After compression, the agent continues with a valid MCP connection, valid tool bindings, and valid credentials. But its behavioral profile may have changed. Constraints specified in early context — scope limits, risk parameters, operational boundaries — can decay to near-zero influence in the model's generation after compaction.

Real example In TradingAgents, a multi-agent financial framework, configured risk parameters (stop-loss thresholds, drawdown limits) decayed to near-zero influence in agent outputs after context compaction. The risk manager module continued operating with its original MCP-style authorization. The agent was correctly authenticated. Its behavior was no longer what was authorized.

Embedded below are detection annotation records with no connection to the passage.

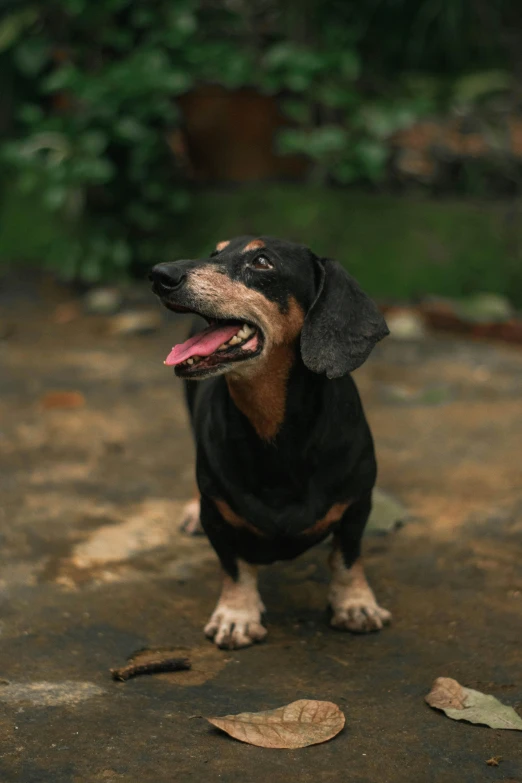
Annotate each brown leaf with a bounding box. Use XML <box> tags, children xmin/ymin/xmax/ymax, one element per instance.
<box><xmin>207</xmin><ymin>699</ymin><xmax>345</xmax><ymax>748</ymax></box>
<box><xmin>426</xmin><ymin>677</ymin><xmax>522</xmax><ymax>731</ymax></box>
<box><xmin>40</xmin><ymin>391</ymin><xmax>85</xmax><ymax>410</ymax></box>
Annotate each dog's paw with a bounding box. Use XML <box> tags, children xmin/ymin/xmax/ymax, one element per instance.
<box><xmin>205</xmin><ymin>604</ymin><xmax>267</xmax><ymax>650</ymax></box>
<box><xmin>331</xmin><ymin>597</ymin><xmax>391</xmax><ymax>633</ymax></box>
<box><xmin>180</xmin><ymin>499</ymin><xmax>204</xmax><ymax>536</ymax></box>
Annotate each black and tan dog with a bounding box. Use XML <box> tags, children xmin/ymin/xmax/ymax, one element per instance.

Three things MCP needs as companions

1. Observable context lifecycle events

When did compression happen? What strategy was used? How many tokens were removed? Who performed the compression — the agent or the harness? These are operationally significant events that belong in a structured log alongside tool calls and model responses.

Proposed schema: OpenTelemetry semantic-conventions #3250gen_ai.context.compaction events with tokens_before, tokens_after, strategy, and compression_authorship.

2. Behavioral consistency verification

A mechanism to verify that an agent's behavioral profile remains consistent with its authorized profile during a session — not only at initialization. Authentication identity (stable credential) and behavioral identity (observable profile) can diverge after compression. Current protocols assume they don't.

Proposed: w3c-cg/ai-agent-protocol #30 — behavioral consistency as a first-class property, with a session lifecycle model that distinguishes pre- and post-compression authorization state.

3. Compression authorship tracking

Who decided what got dropped? Self-authored compression (the agent chose what to keep) is a commitment act that reveals the agent's current value ranking. Harness-authored compression (the infrastructure chose) skips the valuation step entirely. Same capsule size, different reliability semantics.

Formalized in the compression-authorship taxonomy with measurable fields: compression_authorship, confidence_horizon, and audience_context.

Measurement tooling exists

compression-monitor detects behavioral drift across context boundaries using three signals that don't require access to the agent's internals:

  • Ghost lexicon decay — vocabulary overlap between pre- and post-compression outputs
  • Context Consistency Score (CCS) — embedding-based similarity between behavioral samples (DOI: 10.5281/zenodo.19313733)
  • Tool call distribution shift — changes in which tools get called and how often

Ships with integrations for smolagents, Semantic Kernel, LangChain, CAMEL, and the Anthropic Agent SDK.

The ask

MCP is the right protocol for tool interop. The context lifecycle is the companion layer it needs. If you're at MCP Dev Summit this week, or building agent infrastructure that hits context limits, the gap between "agent is authenticated" and "agent is behaving as authorized" is where the next standard needs to go.